Yep, Envy hung around a lot, during some tough times, until gradually I got sick of her. Maybe certain life changes opened my eyes wider to the value of things I had not held dear enough, or perhaps other vices just demanded my immediate attention. Either way, I realized I hadn’t seen Envy in quite some time, when suddenly, a few weeks back, she returned. Unannounced.

It was time for a much-needed break from the office, when a friend at work mentioned she was taking off at the same time. “Taking my grandkids to the beach,” she crowed. “Rented a place right on the water, where we can walk to great restaurants. Going on to Disney World from there. I can’t wait.” Hope it’s a blast, I responded, not as cheerfully as I might have, beating a swift path down the hall and out of sight before she could ask me what i was doing with my vacation. The answer wasn’t going to sound like much, in comparison.

There are indeed many blessings in life these days, but a beachfront condo and Disney junket funded by me for me and the grandkids was not one of them—-at least (she qualifies, optimistic to the very end), not in present circumstances. So, I went back to my office for a private pout and the chance to wish in solitary self-pity that I could bestow such wonders. I shut the door and turned around to see Envy reclining easily in my chair, her high-heeled, embroidered yellow cowboy boots propped up on the desk.

Get out, I began, with less ferocity than I might have.

“I just dropped in to ask about your grandchildren,” she observed, in musical tones. “How are things going?”
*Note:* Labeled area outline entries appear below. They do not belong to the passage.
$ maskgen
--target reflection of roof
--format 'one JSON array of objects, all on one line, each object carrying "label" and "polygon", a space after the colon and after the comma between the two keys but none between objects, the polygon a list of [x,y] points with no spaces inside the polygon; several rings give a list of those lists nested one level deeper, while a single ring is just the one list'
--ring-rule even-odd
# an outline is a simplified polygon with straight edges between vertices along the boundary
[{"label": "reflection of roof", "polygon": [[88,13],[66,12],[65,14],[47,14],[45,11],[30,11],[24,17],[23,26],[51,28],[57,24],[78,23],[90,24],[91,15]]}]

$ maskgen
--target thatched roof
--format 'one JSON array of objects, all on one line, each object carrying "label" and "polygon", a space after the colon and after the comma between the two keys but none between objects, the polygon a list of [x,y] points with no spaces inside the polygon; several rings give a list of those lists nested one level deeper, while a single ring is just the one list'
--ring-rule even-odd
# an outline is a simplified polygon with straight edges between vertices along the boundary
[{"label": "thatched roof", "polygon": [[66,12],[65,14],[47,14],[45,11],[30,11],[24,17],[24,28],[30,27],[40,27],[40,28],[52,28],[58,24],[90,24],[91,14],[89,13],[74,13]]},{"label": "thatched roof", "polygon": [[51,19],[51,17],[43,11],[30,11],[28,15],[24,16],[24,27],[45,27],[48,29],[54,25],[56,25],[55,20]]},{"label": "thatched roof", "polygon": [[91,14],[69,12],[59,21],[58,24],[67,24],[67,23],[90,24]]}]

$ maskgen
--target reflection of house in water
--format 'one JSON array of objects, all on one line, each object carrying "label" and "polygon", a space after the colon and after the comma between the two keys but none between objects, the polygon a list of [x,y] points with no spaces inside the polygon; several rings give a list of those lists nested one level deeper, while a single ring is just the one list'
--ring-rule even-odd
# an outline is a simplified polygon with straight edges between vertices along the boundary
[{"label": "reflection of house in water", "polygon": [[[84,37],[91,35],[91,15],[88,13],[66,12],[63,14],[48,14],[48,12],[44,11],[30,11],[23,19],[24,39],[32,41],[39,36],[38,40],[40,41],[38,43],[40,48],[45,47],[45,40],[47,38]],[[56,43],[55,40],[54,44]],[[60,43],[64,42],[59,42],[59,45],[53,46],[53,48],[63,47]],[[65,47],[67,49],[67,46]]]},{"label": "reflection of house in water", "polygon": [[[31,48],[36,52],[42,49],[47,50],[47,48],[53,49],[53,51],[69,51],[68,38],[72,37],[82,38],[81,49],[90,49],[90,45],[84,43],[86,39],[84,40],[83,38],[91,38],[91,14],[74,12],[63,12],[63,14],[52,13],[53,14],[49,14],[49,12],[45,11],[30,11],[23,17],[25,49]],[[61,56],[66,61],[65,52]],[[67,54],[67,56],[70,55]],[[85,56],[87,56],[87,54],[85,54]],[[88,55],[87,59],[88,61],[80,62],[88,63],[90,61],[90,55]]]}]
Get out! This time, I shouted.

“Okey dokey,” she acquiesced, easing her way to the door. “But I expect we’ll bump into each other again soon.”

A few days later, it was time for a Vacation Day with G-Ma, 2017-style, and this year’s episode was strictly local. My daughter dropped off Sis for a day with me while her brother was off on a camp expedition, and we blasted off in pursuit of Fun on the Cheap. It started at the swimming pool, then progressed to lunch and a prolonged visit to the public library. From there, we sashayed over to a local joint that purveys the most divine popsicles, all made from fresh fruits and whole creams.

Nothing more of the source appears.